Albertville Premium Outlets
- Location: Albertville, Minnesota
- Coordinates: 45°14′44″N 93°40′05″W﻿ / ﻿45.24556°N 93.66806°W
- Opening date: April 17, 2000; 26 years ago
- Developer: Simon Property Group
- Management: Simon Premium Outlets
- Owner: Simon Property Group
- Stores and services: 110+
- Anchor tenants: 1
- Floors: 1
- Parking: 5,000
- Website: premiumoutlets.com/

= Albertville Premium Outlets =

Albertville Premium Outlets is an outlet center mall located in the Minneapolis-St. Paul, Minnesota metropolitan area, in the northwest suburb of Albertville, Minnesota. Albertville Premium Outlets is owned and managed by Simon Property Group. The center features over 100 stores, including Ralph Lauren, Nike, Coach, Lucky Brand Jeans, Puma and more.

Albertville Premium Outlets has one anchor store located on their property, Ashley Home Furniture Studio. Also, Albertville Premium Outlets is home to a few dining options, which include TCBY Yogurt, Burger King, Five Guys, Starbucks, and Subway.

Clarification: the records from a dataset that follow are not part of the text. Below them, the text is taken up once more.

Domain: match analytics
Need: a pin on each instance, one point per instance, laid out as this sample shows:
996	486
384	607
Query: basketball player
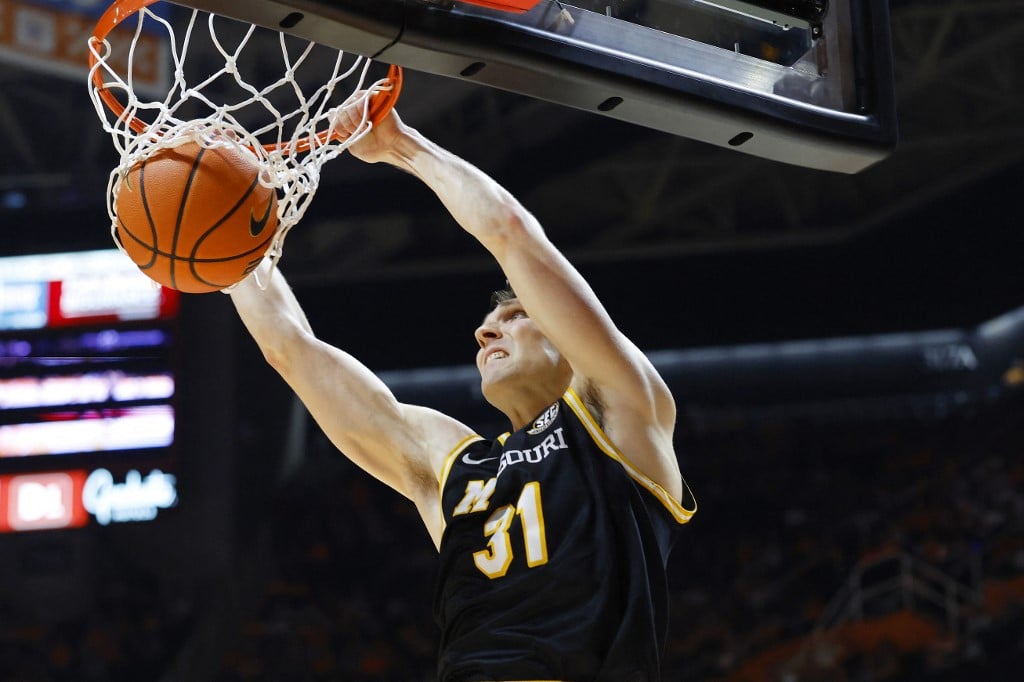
553	538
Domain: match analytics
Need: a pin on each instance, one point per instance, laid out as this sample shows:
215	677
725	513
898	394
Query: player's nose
486	333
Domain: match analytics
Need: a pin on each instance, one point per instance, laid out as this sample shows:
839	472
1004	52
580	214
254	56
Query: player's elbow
287	345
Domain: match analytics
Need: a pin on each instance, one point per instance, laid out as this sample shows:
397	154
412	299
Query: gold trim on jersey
451	458
681	514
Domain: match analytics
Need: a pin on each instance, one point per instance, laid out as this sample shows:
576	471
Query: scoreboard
88	391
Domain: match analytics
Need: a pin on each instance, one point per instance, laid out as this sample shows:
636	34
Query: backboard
804	82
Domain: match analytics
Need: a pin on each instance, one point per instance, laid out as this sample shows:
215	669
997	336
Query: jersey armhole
681	513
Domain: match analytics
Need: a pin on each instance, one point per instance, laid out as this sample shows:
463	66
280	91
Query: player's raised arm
400	444
611	374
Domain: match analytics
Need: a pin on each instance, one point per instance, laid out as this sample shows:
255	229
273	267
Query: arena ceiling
629	202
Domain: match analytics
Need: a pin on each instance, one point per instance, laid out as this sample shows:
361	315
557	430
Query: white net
276	103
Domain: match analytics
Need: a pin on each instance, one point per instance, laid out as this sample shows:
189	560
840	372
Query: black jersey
552	561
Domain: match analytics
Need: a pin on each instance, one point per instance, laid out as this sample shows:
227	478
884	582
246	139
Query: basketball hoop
287	127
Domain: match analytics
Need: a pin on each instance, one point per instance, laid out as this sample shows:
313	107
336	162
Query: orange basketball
196	219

Albertville Premium Outlets was once the only Simon Premium Outlets location in Minnesota, until Twin Cities Premium Outlets, an outlet mall in Eagan, Minnesota, opened in 2014.

==Anchor stores==
- Ashley Home Furniture Studio

==Renovations==
Albertville Premium Outlets decided to undergo a renovation in 2004, which added 40 more stores on the other side on County Road 19 in Albertville, Minnesota. The original side on the outlets has a little over 70 stores and Ashley Home Furniture Studio.